Use SessionBlock::setFlash() before issuing a redirect, then read and display it on the next request:

// Request A — after saving a form:
$notices = $manager->getSessionBlock('ui.notices');
$notices->setFlash('success', 'Settings saved successfully.');
return $response->withStatus(302)->withHeader('Location', '/settings');
// Request B — the settings page handler:
$notices = $manager->getSessionBlock('ui.notices');
$message = $notices->getFlash('success');
// $message is 'Settings saved successfully.' on this request.
// On the next request it will be null — the counter expired it.

  • cookie.md — the wire format: Set-Cookie header construction, the CookieManager, and SetCookie value objects. SessionHeadersMiddleware uses this package to set the session cookie on the response.
  • http.mdSessionHeadersMiddleware and the CacheLimiterInterface hierarchy (NoCacheLimiter, PublicCacheLimiter, PrivateCacheLimiter, PrivateNoExpireCacheLimiter) that control the Cache-Control headers associated with session responses.
  • security.mdAltair\Security\Support\Salt, used by CsrfToken::generateValue() to produce the raw entropy for CSRF token values. CSRF token management is integrated directly into SessionManager::getCsrfToken().
  • cache.md — the PSR-6/16 caching layer. Session storage and the cache layer are independent; the Predis session handler and PredisCacheItemStorage can share a Redis instance but operate in separate key namespaces.

  • No distributed locking for the Predis handler. PredisSessionHandler inherits the session management from Predis\Session\Handler, which stores the session as a single Redis string key. Concurrent requests for the same session ID issue separate GET/SET calls without any distributed lock, so the last write wins. If your application makes concurrent AJAX requests that modify session state, use an advisory or row lock at the application level or switch to a PDO handler.

  • File handler: no advisory locking.

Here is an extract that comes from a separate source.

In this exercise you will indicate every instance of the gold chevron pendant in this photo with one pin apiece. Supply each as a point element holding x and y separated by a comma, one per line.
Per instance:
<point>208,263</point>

FileSessionHandler uses PHP’s internal file locking, which is handled by PHP’s session extension itself (it opens the session file with flock). Writes within a single PHP process are serialised, but no cross-process advisory lock is visible to the handler code. The lock is held for the duration of the request’s session lifetime.

  • SQLite advisory locks are not supported. Calling doAdvisoryLocking() on SqlitePdoSessionAdapter throws Error. Use LOCK_TRANSACTIONAL (the default) for SQLite; the BEGIN IMMEDIATE TRANSACTION acquires a write lock on the database file before the read, which is the correct serialisation primitive for SQLite.

  • PostgreSQL before 9.5 does not support INSERT ... ON CONFLICT. PostgreSqlPdoSessionAdapter::getMergePdoStatement() returns null for these versions. The adapter falls back to a separate UPDATE + INSERT sequence with a duplicate-key retry. This is functional but involves more round trips than the upsert path.

  • gc() in the PDO handler is deferred to close(). This is intentional — garbage collection runs after the session transaction commits and locks are released. A side-effect is that if close() is never called (and the shutdown function does not fire), GC does not run. The shutdown function registered in SessionManager’s constructor is the safety net for this.

  • SessionManager::getCookieParams() recurses infinitely (tracked in #42). The method as shipped calls $this->getCookieParams() rather than returning $this->cookieParams, so any invocation blows the stack. Until the source is fixed, read $this->cookieParams directly or call session_get_cookie_params().

  • MongoSessionHandlerConfiguration default URI is a typo (tracked in #43). When SESSION_MONGO_URI is unset, the configuration falls back to mongodb://12.0.0.1/ — almost certainly intended to be 127.0.0.1. Set SESSION_MONGO_URI explicitly in any environment that uses the Mongo handler.

  • No flash message support outside SessionBlock. Flash counters are stored under altair:session:flash inside a block. If you write to $_SESSION directly (outside a block), flash lifecycle management does not apply.